After its first tentative efforts to build on the Co-Axial escapement, Omega decided to develop a family of movements around this new technology. Introduced in 2011, the 9300/9301 calibre, the first Co-Axial chronograph, is an excellent example. ETA has set up an assembly line specifically for this movement.

Few people know what goes on behind ETA’s closed doors in Grenchen, Switzerland. The manufacturer, which spearheads Swatch Group’s movement production, is a fortress that reveals little, and only then in carefully controlled amounts. But when Omega, the multinational’s flagship brand, decides it’s high time to show off the workshops where its calibres are made, ETA throws its doors wide open, or at least those to the assembly line for the 9300/9301, the first Co-Axial chronograph calibre which since 2011 has equipped the Omega Seamaster and Speedmaster ranges. For Omega, this is a question of brand identity no less: the Co-Axial is the signature of Omega, and now Omega wants the world to know what this signature entails. This implies a heavy dose of communication, given that the difference between a Co-Axial escapement and the conventional Swiss lever escapement involves some relatively abstruse mechanical subtleties (see: ).

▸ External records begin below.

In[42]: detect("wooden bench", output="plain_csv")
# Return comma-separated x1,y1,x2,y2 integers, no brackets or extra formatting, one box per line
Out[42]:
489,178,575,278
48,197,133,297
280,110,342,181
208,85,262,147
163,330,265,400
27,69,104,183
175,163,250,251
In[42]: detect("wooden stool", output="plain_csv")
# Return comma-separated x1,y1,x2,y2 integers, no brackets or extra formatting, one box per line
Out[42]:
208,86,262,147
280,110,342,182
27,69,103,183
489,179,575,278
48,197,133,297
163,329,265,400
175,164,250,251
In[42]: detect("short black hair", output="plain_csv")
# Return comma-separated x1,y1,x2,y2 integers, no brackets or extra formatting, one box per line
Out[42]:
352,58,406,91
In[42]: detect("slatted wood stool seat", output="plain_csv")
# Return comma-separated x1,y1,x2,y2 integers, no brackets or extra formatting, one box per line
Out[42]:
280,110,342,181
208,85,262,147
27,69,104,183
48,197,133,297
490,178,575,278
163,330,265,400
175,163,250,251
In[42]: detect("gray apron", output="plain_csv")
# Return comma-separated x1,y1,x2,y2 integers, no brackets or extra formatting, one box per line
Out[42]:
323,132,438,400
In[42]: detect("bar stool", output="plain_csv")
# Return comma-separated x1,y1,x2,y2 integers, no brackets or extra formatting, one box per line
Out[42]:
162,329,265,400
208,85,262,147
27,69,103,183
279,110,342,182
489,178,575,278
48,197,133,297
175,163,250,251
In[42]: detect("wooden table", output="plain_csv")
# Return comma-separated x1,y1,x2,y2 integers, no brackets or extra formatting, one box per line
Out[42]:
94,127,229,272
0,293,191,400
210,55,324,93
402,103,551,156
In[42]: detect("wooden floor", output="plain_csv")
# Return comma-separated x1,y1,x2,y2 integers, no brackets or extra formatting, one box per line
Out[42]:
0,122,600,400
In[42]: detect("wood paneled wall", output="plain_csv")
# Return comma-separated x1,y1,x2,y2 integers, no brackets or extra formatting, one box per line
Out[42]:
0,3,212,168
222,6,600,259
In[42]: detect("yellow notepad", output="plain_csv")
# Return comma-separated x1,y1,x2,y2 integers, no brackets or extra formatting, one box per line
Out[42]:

The assembly line for the 9300/9301 calibre © Omega
Just-in-time production

One way to explain this new technology is therefore to present the means dedicated to its production. And there’s no denying that ETA has pulled out all the stops. The workshop where the 9300/9301 calibre is manufactured was developed from the ground up, based on Omega’s own specifications with quality and precision as top priorities. The components are machined on-site or, in the case of the silicon balance spring, at Nivarox, another Swatch Group subsidiary, after which they become part of a carefully choreographed ballet. The workshop is divided into sections. Operations relating to chronometry, measures and regulation, for example, are grouped together. In another section, modules are pre-assembled which reduces the number of parts in the final construction stage from 337 to 127.

It uses lean manufacturing methods. Every unfinished movement is chipped and put on a trolley. The trolley runs along tracks, automatically stopping at the workstations according to which stage is next. Technicians move between workstations to carry out different operations as required until the movement has been fully assembled, including quality control. A lot of the operations are fully automated, particularly controls such as clearance or the depth between the pallet and the escape wheel. The chip keeps the trolley moving along the assembly line, recording what has or hasn’t been done and minimising congestion at the different stations, each of which corresponds to a manual operation.

The finished movement is dispatched to the Contrôle Officiel Suisse des Chronomètres for certification, then returned to the workshop where it is fitted in the case. Despite such a high level of automation, Omega never intended this futuristic assembly line as a means of speeding up the process. Quality, control and traceability prevail. For Omega, the Co-Axial warrants nothing less.